All neural accelerator hardware models and all neural accelerator software stacks output slightly different results. That is a truth of the world.
The same is true for GPUs and 3d rendering stacks too.
We don't usually notice that, because the tasks themselves tolerate those minor errors. You can't easily tell the difference between an LLM that had 0.00001% of its least significant bits perturbed one way and one that had them perturbed the other.
But you could absolutely construct a degenerate edge case that causes those tiny perturbances to fuck with everything fiercely. And very rarely, this kind of thing might happen naturally.
>And very rarely, this kind of thing might happen naturally.
It is not a question of rarity, it is a question of the stability of the numerical problem. Luckily most of the computation in an LLM is matrix multiplication, which is s extremely well understood numerical problem and which can be checked for good condition.
Two different numerical implementations on a well conditioned problem and which requires much computation, differing significantly would indicate a disastrous fault in the design or condition of the hardware, which would be noticed by most computations done on that hardware.
If you weigh the likelihood of OP running into a hardware bug, causing significant numerical error on one specific computational model against the alternative explanation of a problem in the software stack it is clear that the later explanation is orders of magnitude more likely. Finding a single floating point arithmetic hardware bug is exceedingly rare (although Intel had one), but stacking them up in a way in which one particular neural network does not function, while other functions on the hardware run perfectly fine, is astronomically unlikely.
You're being unfair here. The showpiece software that uses that hardware wouldn't install, and almost all software ignores it.
I highly doubt that you could have a usable iPhone with a broken neural engine, at the very least it would be obvious to the user that there is something very wrong going on.
Aah, the old "you're holding it wrong" defense.
What has existed before is the Apple Neural Engine (ANE) which is very different from the newer Neural Accelerator support within the GPU blocks. In fact MLX does not even support ANE yet since at least in previous versions it was hardware-limited to computing FP16 and INT8 MADDs, and not even that fast.
"In fact MLX does not even support ANE yet"

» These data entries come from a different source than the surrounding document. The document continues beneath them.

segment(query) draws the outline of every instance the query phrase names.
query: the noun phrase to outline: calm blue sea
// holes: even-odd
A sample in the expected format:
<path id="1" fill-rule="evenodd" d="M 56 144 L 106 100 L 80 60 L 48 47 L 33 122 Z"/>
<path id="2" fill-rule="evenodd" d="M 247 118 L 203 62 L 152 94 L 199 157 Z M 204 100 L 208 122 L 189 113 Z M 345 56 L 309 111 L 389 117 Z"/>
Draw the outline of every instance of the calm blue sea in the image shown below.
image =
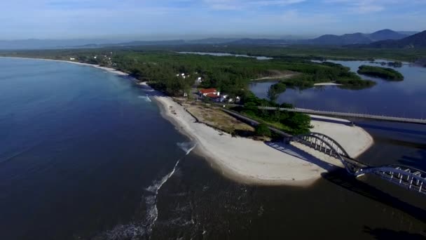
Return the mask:
<path id="1" fill-rule="evenodd" d="M 90 67 L 0 58 L 0 239 L 425 236 L 425 199 L 373 179 L 333 173 L 305 188 L 226 179 L 186 155 L 193 144 L 151 93 Z"/>

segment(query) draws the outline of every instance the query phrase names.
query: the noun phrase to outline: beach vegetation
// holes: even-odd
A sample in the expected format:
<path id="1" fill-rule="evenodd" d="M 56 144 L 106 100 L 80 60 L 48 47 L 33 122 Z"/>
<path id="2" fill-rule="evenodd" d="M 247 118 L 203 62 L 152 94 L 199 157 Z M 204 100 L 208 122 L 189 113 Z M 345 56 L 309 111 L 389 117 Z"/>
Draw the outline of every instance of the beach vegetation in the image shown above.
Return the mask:
<path id="1" fill-rule="evenodd" d="M 362 65 L 358 69 L 358 73 L 359 74 L 380 77 L 388 81 L 404 80 L 404 75 L 402 74 L 390 67 Z"/>

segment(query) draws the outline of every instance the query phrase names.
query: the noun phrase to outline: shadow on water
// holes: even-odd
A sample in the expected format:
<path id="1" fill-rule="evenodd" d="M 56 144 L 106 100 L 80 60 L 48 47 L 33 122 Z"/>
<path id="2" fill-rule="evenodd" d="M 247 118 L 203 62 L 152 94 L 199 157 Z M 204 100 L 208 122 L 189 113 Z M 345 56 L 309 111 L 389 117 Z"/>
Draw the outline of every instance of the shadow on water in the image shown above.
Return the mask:
<path id="1" fill-rule="evenodd" d="M 335 165 L 329 164 L 318 158 L 316 158 L 311 154 L 303 151 L 291 145 L 285 144 L 282 142 L 265 142 L 265 144 L 276 150 L 283 152 L 286 154 L 296 157 L 305 161 L 315 164 L 320 168 L 327 171 L 331 171 L 336 168 Z"/>
<path id="2" fill-rule="evenodd" d="M 363 128 L 371 128 L 371 129 L 376 129 L 376 130 L 383 130 L 383 131 L 394 132 L 394 133 L 426 135 L 426 131 L 424 131 L 411 130 L 411 129 L 407 129 L 407 128 L 394 128 L 394 127 L 389 127 L 389 126 L 377 126 L 377 125 L 365 124 L 364 122 L 362 122 L 362 123 L 355 122 L 355 125 L 357 125 L 357 126 L 362 127 Z"/>
<path id="3" fill-rule="evenodd" d="M 425 149 L 426 147 L 422 148 L 422 149 Z M 415 157 L 404 155 L 399 162 L 402 165 L 410 166 L 419 170 L 426 171 L 426 152 L 420 150 L 418 152 L 420 156 Z"/>
<path id="4" fill-rule="evenodd" d="M 333 172 L 322 173 L 322 177 L 330 182 L 348 190 L 402 211 L 421 221 L 426 222 L 426 210 L 413 206 L 373 186 L 359 180 L 356 178 L 348 175 L 345 169 L 338 169 Z M 425 196 L 419 196 L 419 197 Z"/>
<path id="5" fill-rule="evenodd" d="M 364 231 L 366 233 L 373 236 L 378 240 L 382 239 L 404 239 L 404 240 L 417 240 L 425 239 L 425 236 L 419 234 L 411 234 L 404 231 L 394 231 L 383 228 L 371 229 L 364 227 Z"/>
<path id="6" fill-rule="evenodd" d="M 319 159 L 291 145 L 273 142 L 266 142 L 265 144 L 268 147 L 274 148 L 286 154 L 297 157 L 301 160 L 315 164 L 327 170 L 329 172 L 322 173 L 321 176 L 323 179 L 327 180 L 333 184 L 357 194 L 387 205 L 392 208 L 402 211 L 420 220 L 426 222 L 425 209 L 411 205 L 396 196 L 383 192 L 382 189 L 379 189 L 369 184 L 362 182 L 355 177 L 348 175 L 348 172 L 344 168 L 336 168 L 336 166 Z M 408 191 L 406 189 L 403 190 Z M 420 196 L 419 197 L 422 198 L 425 196 Z"/>

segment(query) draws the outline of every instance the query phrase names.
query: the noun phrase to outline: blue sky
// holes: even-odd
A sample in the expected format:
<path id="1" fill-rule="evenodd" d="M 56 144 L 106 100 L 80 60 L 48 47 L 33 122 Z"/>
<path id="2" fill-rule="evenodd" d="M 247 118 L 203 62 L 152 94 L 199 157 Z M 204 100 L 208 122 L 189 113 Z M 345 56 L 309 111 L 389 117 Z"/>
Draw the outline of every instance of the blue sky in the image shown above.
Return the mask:
<path id="1" fill-rule="evenodd" d="M 426 0 L 1 0 L 0 39 L 312 36 L 426 29 Z"/>

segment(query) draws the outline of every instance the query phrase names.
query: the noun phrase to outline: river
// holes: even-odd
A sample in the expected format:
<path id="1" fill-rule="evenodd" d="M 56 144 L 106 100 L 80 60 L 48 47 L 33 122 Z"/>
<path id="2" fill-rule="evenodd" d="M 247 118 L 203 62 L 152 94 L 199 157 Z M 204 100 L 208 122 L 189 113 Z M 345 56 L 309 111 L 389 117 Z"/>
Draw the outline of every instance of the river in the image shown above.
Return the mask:
<path id="1" fill-rule="evenodd" d="M 0 58 L 0 239 L 424 236 L 425 198 L 387 182 L 226 179 L 147 94 L 90 67 Z"/>

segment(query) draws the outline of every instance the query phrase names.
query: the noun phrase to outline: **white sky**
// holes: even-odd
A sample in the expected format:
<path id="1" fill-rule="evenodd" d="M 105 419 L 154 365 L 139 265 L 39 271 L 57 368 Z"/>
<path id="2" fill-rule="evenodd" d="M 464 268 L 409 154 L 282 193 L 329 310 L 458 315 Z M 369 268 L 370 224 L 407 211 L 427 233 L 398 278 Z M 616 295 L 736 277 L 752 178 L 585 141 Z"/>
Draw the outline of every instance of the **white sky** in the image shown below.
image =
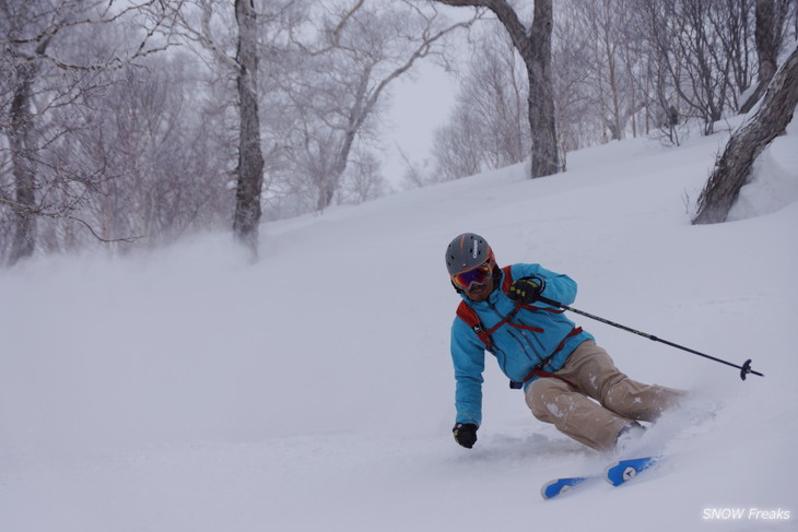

I didn't say otherwise. The ANE is a fantastic unit for small, power-efficient models, like extracting text from images, doing depth modelling, etc. It's not made for LLMs, or the other sorts of experimental stuff MLX is intended for. Though note that MLX's author's reason for not supporting the ANE is that it has a "closed-source" API (https://github.com/ml-explore/mlx/issues/18#issuecomment-184...), making it unsuitable for an open-source project, and given that MLX didn't want to just lean on CoreML. But anyways, the ANE is fantastically fast at what it does, while sipping juice.
In any case, the code change shown should have zero impact on the running of MLX on an iPhone 16 Pro. MLX tries to really leverage platform optimizations so maybe another bifucation is making the wrong choice.
The MLX folks have various rationales for not supporting the ANE (at least as of yet), but one of them is that any real support requires implementing explicit splits in the graph of computations, where ANE-suitable portions are to be dispatched to the ANE and everything else goes back to the GPUs. That's not necessarily trivial.